STJ autoriza construção da Faixa de Infraestrutura no litoral

O governo do estado ganhou permissão do Superior Tribunal de Justiça (STJ) para reiniciar o processo de desapropriação de terras e da licitação de obras de construção da Faixa de Infraestrutura no litoral – uma supervia de 20 quilômetros de extensão ligando a PR-412 ao balneário de Pontal do Paraná visando a viabilizar a implantação do Porto Pontal sonhado pelo empresário João Carlos Ribeiro. A decisão contraria movimentos ambientalistas que combatem o projeto sob a alegação de se tratar de uma forte ameaça a uma das poucas áreas remanescente de Mata Atlântica no Paraná.

A autorização para a retomada do projeto partiu do presidente do STJ, ministro João Otávio Noronha, que cassou nesta terça-feira (12) a liminar concedida pelo do TRF4 em novembro passado que suspendeu a licença prévia concedida pelo Instituto Ambiental do Paraná (IAP) para a construção da Faixa.

Em novembro passado, o desembargador Cândido Alfredo Leal Júnior, do Tribunal Regional Federal da 4ª Região, determinou a suspensão da licença prévia para a construção da Faixa de Infraestrutura no litoral do Paraná. O pedido de suspensão tinha sido feito pelo Ministério Público Estadual. O governo do Paraná entrou com recurso junto ao STJ e, agora, obteve de Noronha o reconhecimento de que a licença é válida e as obras podem ser feitas.
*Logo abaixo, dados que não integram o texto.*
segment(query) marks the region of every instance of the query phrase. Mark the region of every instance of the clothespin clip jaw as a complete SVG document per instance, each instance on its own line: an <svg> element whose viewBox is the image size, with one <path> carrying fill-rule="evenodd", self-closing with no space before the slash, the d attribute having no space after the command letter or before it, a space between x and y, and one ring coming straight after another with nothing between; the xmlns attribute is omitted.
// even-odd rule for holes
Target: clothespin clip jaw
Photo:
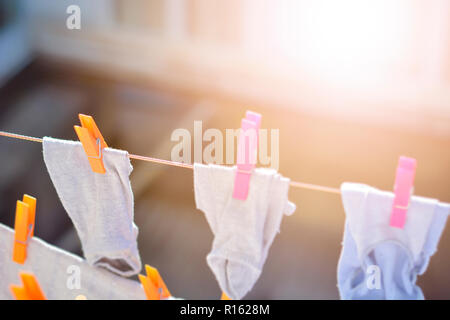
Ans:
<svg viewBox="0 0 450 320"><path fill-rule="evenodd" d="M16 300L46 300L36 277L28 272L20 272L22 286L10 285L10 290Z"/></svg>
<svg viewBox="0 0 450 320"><path fill-rule="evenodd" d="M156 268L145 265L147 276L139 275L147 300L166 300L171 294Z"/></svg>
<svg viewBox="0 0 450 320"><path fill-rule="evenodd" d="M220 297L220 300L231 300L231 298L228 297L225 292L222 292L222 296Z"/></svg>
<svg viewBox="0 0 450 320"><path fill-rule="evenodd" d="M398 161L390 221L392 227L403 229L406 223L406 213L408 212L411 194L414 189L416 167L416 159L400 157Z"/></svg>
<svg viewBox="0 0 450 320"><path fill-rule="evenodd" d="M28 242L34 235L36 219L36 198L24 195L17 201L14 222L13 261L24 264L27 258Z"/></svg>
<svg viewBox="0 0 450 320"><path fill-rule="evenodd" d="M233 189L234 199L247 199L251 174L256 165L261 118L259 113L247 111L245 118L242 119Z"/></svg>
<svg viewBox="0 0 450 320"><path fill-rule="evenodd" d="M78 116L81 127L74 126L78 139L83 145L92 171L103 174L106 172L103 165L103 149L107 148L108 145L91 116L84 114L79 114Z"/></svg>

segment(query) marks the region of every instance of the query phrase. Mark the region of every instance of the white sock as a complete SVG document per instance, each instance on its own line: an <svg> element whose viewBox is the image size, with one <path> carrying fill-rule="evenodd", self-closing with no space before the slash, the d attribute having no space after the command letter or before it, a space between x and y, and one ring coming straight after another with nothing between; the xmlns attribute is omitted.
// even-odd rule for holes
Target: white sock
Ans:
<svg viewBox="0 0 450 320"><path fill-rule="evenodd" d="M338 265L342 299L424 299L416 285L436 252L450 207L411 198L403 229L389 225L394 194L358 183L341 186L346 225Z"/></svg>
<svg viewBox="0 0 450 320"><path fill-rule="evenodd" d="M196 205L215 236L208 265L222 291L241 299L261 274L283 214L292 214L295 205L288 201L289 179L270 169L255 169L248 198L234 199L235 172L235 167L194 164Z"/></svg>
<svg viewBox="0 0 450 320"><path fill-rule="evenodd" d="M92 171L80 142L44 138L44 161L91 265L122 276L141 270L126 151L103 149L105 174Z"/></svg>

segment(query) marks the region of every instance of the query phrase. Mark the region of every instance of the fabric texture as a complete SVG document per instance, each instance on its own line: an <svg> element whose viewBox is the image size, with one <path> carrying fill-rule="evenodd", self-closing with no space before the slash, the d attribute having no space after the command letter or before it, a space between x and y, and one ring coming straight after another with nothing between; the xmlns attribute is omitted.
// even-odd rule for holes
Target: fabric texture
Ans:
<svg viewBox="0 0 450 320"><path fill-rule="evenodd" d="M49 300L145 300L141 284L90 266L86 260L33 237L23 265L12 260L14 230L0 224L0 300L11 300L11 284L22 285L19 272L32 272Z"/></svg>
<svg viewBox="0 0 450 320"><path fill-rule="evenodd" d="M279 232L288 201L289 179L275 170L255 169L245 201L232 197L236 167L194 164L195 202L214 234L207 263L222 291L241 299L259 278Z"/></svg>
<svg viewBox="0 0 450 320"><path fill-rule="evenodd" d="M424 299L416 285L436 252L450 205L412 196L403 229L389 225L394 194L343 183L346 214L338 265L341 299Z"/></svg>
<svg viewBox="0 0 450 320"><path fill-rule="evenodd" d="M141 270L138 228L126 151L103 149L105 174L92 171L80 142L45 137L44 161L56 192L78 232L89 264L121 276Z"/></svg>

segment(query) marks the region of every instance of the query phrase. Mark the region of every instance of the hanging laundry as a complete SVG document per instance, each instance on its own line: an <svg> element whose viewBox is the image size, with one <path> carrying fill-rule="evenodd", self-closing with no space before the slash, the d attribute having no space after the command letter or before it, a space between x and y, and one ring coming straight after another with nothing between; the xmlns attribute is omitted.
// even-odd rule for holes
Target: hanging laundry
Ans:
<svg viewBox="0 0 450 320"><path fill-rule="evenodd" d="M247 199L232 197L236 168L194 164L195 202L214 234L207 262L222 291L241 299L259 278L279 232L288 201L289 179L275 170L253 170Z"/></svg>
<svg viewBox="0 0 450 320"><path fill-rule="evenodd" d="M424 299L417 276L436 252L450 206L413 196L404 227L389 225L394 194L343 183L346 224L338 265L342 299Z"/></svg>
<svg viewBox="0 0 450 320"><path fill-rule="evenodd" d="M44 161L56 192L75 225L89 264L121 276L141 270L138 228L126 151L102 149L106 173L92 171L80 142L45 137Z"/></svg>
<svg viewBox="0 0 450 320"><path fill-rule="evenodd" d="M13 296L10 284L19 284L19 272L32 272L49 300L145 300L139 282L90 266L86 260L33 237L24 264L11 258L14 230L0 224L0 300Z"/></svg>

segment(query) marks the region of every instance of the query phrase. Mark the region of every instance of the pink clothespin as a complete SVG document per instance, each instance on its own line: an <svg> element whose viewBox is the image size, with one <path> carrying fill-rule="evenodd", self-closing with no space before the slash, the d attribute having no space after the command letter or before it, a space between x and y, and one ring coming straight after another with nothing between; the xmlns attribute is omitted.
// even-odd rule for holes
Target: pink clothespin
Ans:
<svg viewBox="0 0 450 320"><path fill-rule="evenodd" d="M256 142L259 143L259 128L261 127L261 118L262 115L253 111L245 112L245 119L256 123ZM258 144L256 144L256 149L258 148Z"/></svg>
<svg viewBox="0 0 450 320"><path fill-rule="evenodd" d="M245 200L248 196L250 177L256 165L258 150L258 130L262 116L247 111L241 122L237 152L237 171L234 179L233 198Z"/></svg>
<svg viewBox="0 0 450 320"><path fill-rule="evenodd" d="M392 205L392 227L403 229L406 222L406 213L413 191L414 176L416 175L417 161L413 158L400 157L394 185L394 203Z"/></svg>

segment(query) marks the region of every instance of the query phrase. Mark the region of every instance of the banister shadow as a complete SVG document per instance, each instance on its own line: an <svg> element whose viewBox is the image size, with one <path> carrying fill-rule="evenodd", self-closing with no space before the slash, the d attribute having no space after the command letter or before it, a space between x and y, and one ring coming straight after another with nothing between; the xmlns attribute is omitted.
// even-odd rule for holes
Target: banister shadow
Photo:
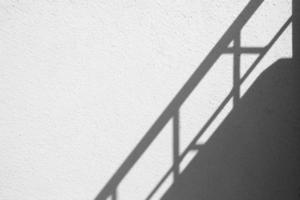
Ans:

O projeto foi lançado pelo ex-governador Beto Richa no começo de seu segundo mandato, mas reações de entidades ambientalistas e uma ação civil pública proposta pelo MP impediram o licenciamento e a continuidade do processo de licitação para o início das obras. A proibição foi confirmada pelo TRF4, mas já no governo de Cida Borghetti a Procuradoria Geral do Estado (PGE) entrou com agravo no STJ, acatado pelo ministro João Otávio Noronha.

O custo previsto para a implantação da Faixa de Infraestrutura (rodovia de quatro pistas, linhas de transmissão e previsão para ferrovia) é de R$ 270 milhões.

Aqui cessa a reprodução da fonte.